Definition: Bei der Stop-Limit-Order werden eine Stop-Order und eine Limit-Order mit einander kombiniert. Es wird eine Stop-Loss-Order gesetzt, um den Verkauf zu realisieren, wenn der Preis unter die gesetzte Marke fällt. Im Unterschied zur Stop-Market-Order wird die Stop-Limit-Order nicht „Billigst“ ausgeführt. Sie wird als limitierte Order ins Orderbuch eingetragen, wenn der jeweilige Kurs erreicht ist. Wenn das Limit kleiner oder gleich dem Stop-Loss-Niveau ist und es beim Verkauf eingehalten werden kann, wird der Verkauf ausgeführt, andernfalls wird die Order gelöscht. Durch die Stop-Limit-Order verkauft man also nicht zu einem sehr ungünstigen Kurs falls dieser gerade extrem fällt. Man läuft aber auch der Gefahr seine Aktien gar nicht zu verkaufen.

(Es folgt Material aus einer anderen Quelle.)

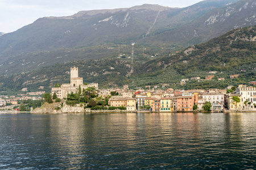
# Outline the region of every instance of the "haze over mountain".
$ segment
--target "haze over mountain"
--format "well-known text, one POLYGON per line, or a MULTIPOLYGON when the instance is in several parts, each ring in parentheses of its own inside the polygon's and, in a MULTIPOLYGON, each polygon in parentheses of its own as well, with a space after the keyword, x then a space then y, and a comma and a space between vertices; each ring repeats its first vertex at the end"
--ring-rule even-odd
POLYGON ((237 1, 209 0, 181 8, 143 5, 40 18, 0 37, 0 72, 104 58, 127 51, 134 42, 150 49, 148 54, 175 52, 255 24, 255 1, 237 1))
POLYGON ((28 74, 0 75, 0 90, 49 90, 55 83, 68 83, 70 67, 79 68, 79 76, 88 83, 98 82, 101 87, 130 87, 170 83, 180 88, 181 79, 208 75, 217 71, 216 78, 225 80, 194 81, 182 88, 225 88, 248 84, 256 80, 256 26, 233 29, 207 42, 188 47, 174 55, 148 60, 142 63, 139 57, 133 63, 129 58, 112 58, 81 60, 59 63, 31 71, 28 74), (245 70, 241 72, 241 70, 245 70), (231 80, 230 74, 240 74, 239 79, 231 80), (134 82, 134 83, 133 83, 134 82), (191 86, 189 86, 189 84, 191 86))

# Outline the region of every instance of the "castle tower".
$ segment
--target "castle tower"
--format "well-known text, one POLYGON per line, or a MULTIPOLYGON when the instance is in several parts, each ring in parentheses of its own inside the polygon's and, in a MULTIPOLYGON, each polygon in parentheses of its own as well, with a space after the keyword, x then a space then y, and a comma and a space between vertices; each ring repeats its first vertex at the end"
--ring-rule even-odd
POLYGON ((71 79, 78 77, 78 67, 70 68, 70 78, 71 79))
POLYGON ((78 67, 74 66, 70 68, 70 82, 73 87, 83 84, 82 78, 78 76, 78 67))

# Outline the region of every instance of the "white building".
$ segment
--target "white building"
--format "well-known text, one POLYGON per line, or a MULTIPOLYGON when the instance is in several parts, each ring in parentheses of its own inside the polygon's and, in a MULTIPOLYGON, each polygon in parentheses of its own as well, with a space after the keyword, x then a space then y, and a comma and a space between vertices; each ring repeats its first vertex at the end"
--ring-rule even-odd
POLYGON ((236 89, 236 92, 241 95, 241 101, 243 108, 256 110, 256 88, 252 86, 246 87, 246 85, 239 85, 236 89), (250 101, 251 104, 249 106, 246 106, 244 102, 246 100, 250 101), (249 107, 249 108, 248 108, 249 107))
POLYGON ((147 95, 141 95, 136 97, 137 98, 137 108, 138 110, 144 108, 145 105, 145 99, 147 98, 147 95))
POLYGON ((209 101, 212 104, 212 110, 224 109, 224 95, 221 93, 203 93, 204 103, 209 101))

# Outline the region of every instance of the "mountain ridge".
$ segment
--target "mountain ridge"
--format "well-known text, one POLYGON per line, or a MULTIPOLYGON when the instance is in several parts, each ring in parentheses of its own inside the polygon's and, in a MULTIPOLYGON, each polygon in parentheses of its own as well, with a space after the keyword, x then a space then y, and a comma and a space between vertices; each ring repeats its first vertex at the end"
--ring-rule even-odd
POLYGON ((79 76, 88 83, 98 83, 100 87, 130 88, 146 86, 170 84, 176 88, 225 88, 240 83, 249 84, 256 80, 256 26, 237 28, 210 40, 188 47, 179 53, 158 58, 140 62, 142 56, 130 58, 90 60, 58 63, 19 75, 0 75, 0 90, 20 90, 28 88, 36 90, 42 86, 49 91, 57 83, 69 80, 70 67, 79 69, 79 76), (245 70, 241 72, 241 70, 245 70), (216 71, 217 80, 192 81, 182 86, 181 79, 210 75, 216 71), (238 79, 230 79, 230 75, 240 75, 238 79), (219 82, 217 78, 224 78, 219 82))
MULTIPOLYGON (((78 12, 81 16, 72 19, 40 18, 1 36, 0 71, 16 74, 59 62, 117 56, 125 52, 122 50, 126 54, 129 50, 130 54, 129 48, 134 42, 150 49, 148 55, 173 53, 232 29, 236 23, 214 23, 210 27, 205 26, 205 21, 214 10, 223 10, 221 7, 226 7, 227 4, 231 3, 228 6, 236 6, 239 10, 244 2, 253 2, 237 1, 205 1, 182 8, 144 5, 121 11, 114 10, 113 14, 96 12, 86 18, 78 12), (150 7, 153 10, 149 10, 150 7), (159 8, 163 10, 158 11, 159 8)), ((247 13, 254 11, 254 8, 247 8, 247 13)), ((250 21, 250 13, 243 17, 248 18, 250 23, 255 20, 251 18, 250 21)))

Auch als Kauforder kann eine Stop-Limit-Order aufgegeben werden, sodass man sich gegen einen zu hohen Einstiegskurs absichern kann. Durch Kurssprünge nach oben kann man hier jedoch den Einstieg gänzlich verpassen.

One-Cancels-Other-Order

Definition:  Eine One-Cancels-Other-Order besteht aus zwei gegensätzlichen Orders, die gleichzeitig aufgegeben werden. Gleichzeitig mit der Ausführung der einen Order wird die andere gelöscht.

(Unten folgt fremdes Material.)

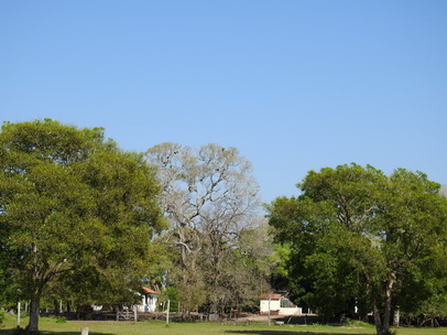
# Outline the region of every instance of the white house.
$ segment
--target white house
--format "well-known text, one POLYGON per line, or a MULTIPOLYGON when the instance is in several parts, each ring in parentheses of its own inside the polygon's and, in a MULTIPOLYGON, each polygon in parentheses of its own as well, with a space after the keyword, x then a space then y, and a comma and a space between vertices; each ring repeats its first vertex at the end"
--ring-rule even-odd
POLYGON ((155 312, 159 301, 159 292, 142 288, 141 304, 137 305, 139 312, 155 312))
POLYGON ((301 315, 303 314, 302 307, 293 304, 287 298, 279 294, 262 294, 260 301, 260 313, 272 315, 301 315))

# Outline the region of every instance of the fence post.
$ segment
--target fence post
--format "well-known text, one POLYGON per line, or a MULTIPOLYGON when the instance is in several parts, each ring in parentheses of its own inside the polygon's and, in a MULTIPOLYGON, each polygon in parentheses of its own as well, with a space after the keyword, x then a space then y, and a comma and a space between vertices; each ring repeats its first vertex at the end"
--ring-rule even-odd
POLYGON ((20 301, 18 303, 18 327, 20 327, 20 301))
POLYGON ((166 324, 170 324, 170 307, 171 307, 171 300, 167 300, 166 324))

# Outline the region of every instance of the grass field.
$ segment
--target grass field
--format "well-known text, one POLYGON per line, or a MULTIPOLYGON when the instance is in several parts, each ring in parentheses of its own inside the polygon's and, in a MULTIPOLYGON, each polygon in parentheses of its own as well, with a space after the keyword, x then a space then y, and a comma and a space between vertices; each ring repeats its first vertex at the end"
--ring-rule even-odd
MULTIPOLYGON (((21 325, 26 325, 23 318, 21 325)), ((0 335, 8 335, 17 326, 17 320, 7 317, 0 329, 0 335)), ((334 327, 321 325, 271 325, 265 323, 219 324, 219 323, 171 323, 151 321, 127 322, 61 322, 56 318, 42 317, 40 329, 44 335, 79 335, 83 327, 89 328, 89 335, 363 335, 374 334, 372 326, 367 327, 334 327)), ((399 335, 446 335, 447 328, 399 328, 399 335)))

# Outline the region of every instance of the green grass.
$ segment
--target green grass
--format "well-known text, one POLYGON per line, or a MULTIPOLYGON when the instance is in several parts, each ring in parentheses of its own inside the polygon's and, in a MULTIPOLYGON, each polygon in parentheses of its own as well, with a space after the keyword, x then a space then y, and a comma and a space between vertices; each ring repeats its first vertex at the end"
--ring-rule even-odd
MULTIPOLYGON (((26 318, 21 320, 25 326, 26 318)), ((8 316, 0 329, 0 335, 8 335, 17 326, 17 318, 8 316)), ((89 335, 363 335, 374 334, 374 328, 332 327, 323 325, 271 325, 265 323, 219 324, 219 323, 171 323, 164 322, 61 322, 57 318, 42 317, 40 329, 43 335, 79 335, 83 327, 89 328, 89 335)), ((446 328, 400 328, 397 335, 441 335, 446 328)))

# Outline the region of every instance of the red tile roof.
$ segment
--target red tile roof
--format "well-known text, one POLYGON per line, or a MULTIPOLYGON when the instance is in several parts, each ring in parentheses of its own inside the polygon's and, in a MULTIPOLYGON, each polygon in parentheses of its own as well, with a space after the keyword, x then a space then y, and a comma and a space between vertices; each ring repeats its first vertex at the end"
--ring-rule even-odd
POLYGON ((261 300, 280 300, 281 294, 280 293, 270 293, 270 294, 261 294, 261 300))
POLYGON ((144 287, 143 287, 143 291, 144 291, 144 293, 159 294, 159 292, 156 292, 154 290, 151 290, 151 289, 148 289, 148 288, 144 288, 144 287))

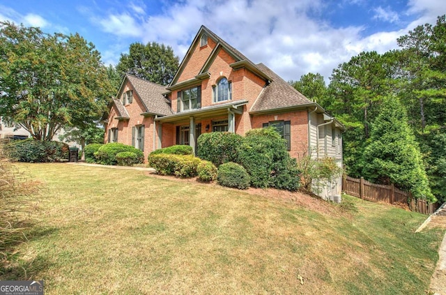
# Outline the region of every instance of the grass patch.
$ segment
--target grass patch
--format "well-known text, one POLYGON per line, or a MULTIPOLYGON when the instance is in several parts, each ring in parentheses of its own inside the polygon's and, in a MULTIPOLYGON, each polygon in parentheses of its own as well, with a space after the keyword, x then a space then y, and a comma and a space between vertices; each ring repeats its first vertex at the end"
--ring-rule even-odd
POLYGON ((443 237, 348 196, 334 215, 139 171, 17 167, 43 183, 41 209, 0 280, 48 294, 423 294, 443 237))

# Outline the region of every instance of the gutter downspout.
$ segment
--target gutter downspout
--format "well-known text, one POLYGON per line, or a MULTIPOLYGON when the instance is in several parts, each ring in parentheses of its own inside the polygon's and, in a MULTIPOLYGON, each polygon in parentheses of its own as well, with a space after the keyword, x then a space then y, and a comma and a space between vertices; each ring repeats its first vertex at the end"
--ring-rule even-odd
POLYGON ((330 121, 323 123, 316 126, 316 155, 317 158, 319 158, 319 127, 325 126, 325 125, 331 124, 333 123, 334 119, 332 118, 330 121))
POLYGON ((153 118, 153 149, 152 151, 156 149, 156 121, 155 119, 157 118, 158 115, 155 115, 155 118, 153 118))
MULTIPOLYGON (((312 155, 312 114, 318 110, 318 107, 314 107, 314 109, 308 112, 308 155, 312 155)), ((316 133, 317 135, 317 133, 316 133)), ((317 138, 316 138, 317 140, 317 138)))

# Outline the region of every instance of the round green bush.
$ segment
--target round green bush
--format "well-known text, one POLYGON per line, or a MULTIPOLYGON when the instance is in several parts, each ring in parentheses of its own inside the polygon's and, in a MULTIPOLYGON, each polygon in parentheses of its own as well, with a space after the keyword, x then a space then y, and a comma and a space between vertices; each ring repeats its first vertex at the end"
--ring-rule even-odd
POLYGON ((103 144, 98 149, 98 151, 94 153, 94 156, 100 164, 117 165, 116 154, 123 151, 134 153, 138 157, 137 163, 142 163, 144 161, 144 154, 141 151, 119 142, 112 142, 103 144))
POLYGON ((197 156, 210 161, 216 166, 228 162, 236 162, 237 149, 243 138, 236 133, 213 132, 198 137, 197 156))
POLYGON ((60 142, 29 138, 11 142, 8 149, 10 158, 20 162, 62 162, 68 159, 69 146, 60 142))
POLYGON ((220 186, 242 190, 248 188, 250 183, 249 175, 246 169, 233 162, 222 164, 218 167, 217 181, 220 186))
POLYGON ((199 158, 191 155, 159 153, 148 157, 148 165, 157 174, 183 178, 196 176, 197 167, 200 162, 199 158))
POLYGON ((98 151, 100 147, 103 146, 102 144, 87 144, 84 148, 84 156, 85 156, 85 162, 89 163, 94 163, 96 162, 95 153, 98 151))
POLYGON ((206 160, 202 160, 198 165, 197 173, 201 181, 213 181, 217 179, 217 167, 206 160))
POLYGON ((169 153, 171 155, 193 155, 194 151, 192 147, 190 146, 177 144, 155 150, 151 153, 151 155, 157 155, 159 153, 169 153))
POLYGON ((140 162, 138 155, 132 151, 121 151, 116 153, 116 161, 119 166, 133 166, 140 162))

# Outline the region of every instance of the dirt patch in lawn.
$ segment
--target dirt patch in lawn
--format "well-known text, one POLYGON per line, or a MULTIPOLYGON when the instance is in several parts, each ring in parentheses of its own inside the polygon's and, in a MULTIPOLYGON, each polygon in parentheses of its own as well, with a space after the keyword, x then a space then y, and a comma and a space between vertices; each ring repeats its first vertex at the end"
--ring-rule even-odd
POLYGON ((158 179, 174 180, 175 181, 182 181, 190 183, 205 184, 210 187, 217 186, 219 188, 238 190, 243 192, 247 192, 250 195, 260 195, 270 199, 291 202, 300 206, 330 216, 351 217, 351 213, 346 212, 337 204, 325 201, 316 195, 309 195, 299 191, 290 192, 288 190, 281 190, 275 188, 249 188, 247 190, 237 190, 236 188, 225 188, 219 186, 215 182, 203 183, 198 181, 197 177, 191 179, 180 179, 171 176, 159 175, 157 174, 156 172, 146 172, 146 174, 150 176, 158 179))

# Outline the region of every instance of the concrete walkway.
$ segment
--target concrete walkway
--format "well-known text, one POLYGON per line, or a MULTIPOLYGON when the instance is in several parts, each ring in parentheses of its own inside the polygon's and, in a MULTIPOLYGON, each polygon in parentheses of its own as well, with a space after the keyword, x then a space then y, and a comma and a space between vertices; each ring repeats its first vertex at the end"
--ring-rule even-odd
POLYGON ((90 164, 90 163, 86 163, 84 162, 67 162, 66 164, 78 165, 78 166, 90 166, 90 167, 98 167, 101 168, 121 169, 124 170, 148 171, 151 172, 155 172, 155 169, 153 168, 148 168, 144 167, 114 166, 114 165, 109 165, 90 164))

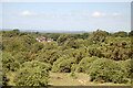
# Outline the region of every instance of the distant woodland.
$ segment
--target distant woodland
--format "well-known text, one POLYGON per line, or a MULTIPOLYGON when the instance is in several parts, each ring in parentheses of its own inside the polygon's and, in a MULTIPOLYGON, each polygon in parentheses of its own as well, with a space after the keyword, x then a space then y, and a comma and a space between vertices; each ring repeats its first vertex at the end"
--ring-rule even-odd
POLYGON ((92 82, 131 84, 133 31, 65 34, 0 31, 3 86, 48 86, 50 73, 84 73, 92 82), (52 38, 39 42, 37 37, 52 38), (10 74, 16 76, 10 77, 10 74))

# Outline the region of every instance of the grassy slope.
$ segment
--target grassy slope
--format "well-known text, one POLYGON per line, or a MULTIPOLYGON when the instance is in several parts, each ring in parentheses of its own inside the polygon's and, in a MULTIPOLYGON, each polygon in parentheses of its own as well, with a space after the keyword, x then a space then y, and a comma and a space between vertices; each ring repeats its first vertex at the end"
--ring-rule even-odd
MULTIPOLYGON (((76 78, 73 78, 70 73, 50 73, 49 85, 51 86, 127 86, 125 84, 112 84, 112 82, 91 82, 89 76, 83 73, 75 73, 76 78)), ((8 73, 10 81, 9 86, 16 86, 13 78, 16 73, 8 73)), ((130 85, 129 85, 130 86, 130 85)))

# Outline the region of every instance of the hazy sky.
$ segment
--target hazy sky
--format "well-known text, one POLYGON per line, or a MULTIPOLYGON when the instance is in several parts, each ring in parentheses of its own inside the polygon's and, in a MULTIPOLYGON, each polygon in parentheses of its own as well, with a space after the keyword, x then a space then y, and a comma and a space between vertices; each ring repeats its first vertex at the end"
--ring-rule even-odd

Anwendung: Durch eine Stop-Limit-Order begrenzt der Trader sein Verlustrisiko und kann bei entsprechendem Kursverlauf seine Gewinne durch eine Limit-Order realisieren, ohne den Kursverlauf ständig überwachen zu müssen.

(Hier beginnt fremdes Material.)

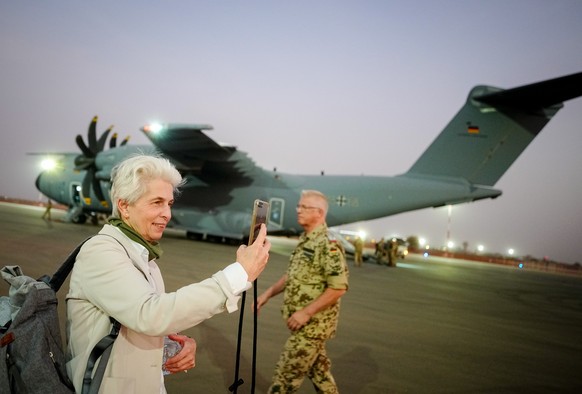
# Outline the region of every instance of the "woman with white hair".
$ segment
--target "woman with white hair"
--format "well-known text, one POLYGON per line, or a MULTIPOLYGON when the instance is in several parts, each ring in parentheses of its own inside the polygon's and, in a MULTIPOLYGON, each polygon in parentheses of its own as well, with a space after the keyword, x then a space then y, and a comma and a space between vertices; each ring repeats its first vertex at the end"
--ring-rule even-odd
POLYGON ((166 293, 156 259, 158 241, 184 183, 159 156, 137 155, 112 171, 112 217, 81 248, 67 294, 67 372, 81 392, 95 344, 121 323, 100 393, 165 393, 164 374, 194 367, 196 342, 182 330, 236 311, 240 294, 267 264, 270 243, 263 225, 256 242, 242 245, 236 262, 200 283, 166 293), (182 350, 162 365, 164 337, 182 350))

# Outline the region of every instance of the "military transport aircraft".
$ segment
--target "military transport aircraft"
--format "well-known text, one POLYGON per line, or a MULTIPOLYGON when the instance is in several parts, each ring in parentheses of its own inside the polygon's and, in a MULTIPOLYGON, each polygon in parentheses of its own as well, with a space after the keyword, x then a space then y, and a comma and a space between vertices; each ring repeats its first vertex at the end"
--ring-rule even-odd
POLYGON ((158 152, 187 179, 172 210, 170 226, 189 238, 242 240, 248 236, 253 200, 271 203, 270 234, 301 231, 295 205, 303 189, 329 198, 329 226, 370 220, 427 207, 496 198, 493 186, 542 128, 582 95, 582 72, 503 90, 474 87, 465 105, 404 174, 382 176, 292 175, 270 171, 234 146, 221 145, 204 124, 148 125, 141 130, 153 146, 117 146, 111 128, 99 138, 97 117, 88 144, 77 136, 80 154, 60 155, 60 165, 42 172, 36 187, 69 207, 67 218, 84 222, 109 213, 111 169, 136 152, 158 152))

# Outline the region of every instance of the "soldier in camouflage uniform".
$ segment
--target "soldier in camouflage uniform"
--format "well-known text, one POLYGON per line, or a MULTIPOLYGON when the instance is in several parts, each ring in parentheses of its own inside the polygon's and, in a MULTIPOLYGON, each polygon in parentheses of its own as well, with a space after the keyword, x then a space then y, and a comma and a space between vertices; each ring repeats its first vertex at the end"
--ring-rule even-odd
POLYGON ((257 308, 284 293, 283 318, 291 330, 277 363, 269 393, 294 393, 305 376, 318 393, 338 393, 325 342, 335 336, 340 297, 348 289, 343 248, 328 235, 327 198, 305 190, 297 221, 305 232, 291 254, 287 272, 257 299, 257 308))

Beispiel: Die EZB tagt und Sie erwarten eine extreme Bewegung, aber wissen nicht in welche Richtung es gehen wird. Mit einer One-Cancels-Other-Order können Sie sich in den Markt ein stoppen, egal in welche Richtung es geht. Die eine Order wird ausgeführt  und die andere wird automatisch gelöscht.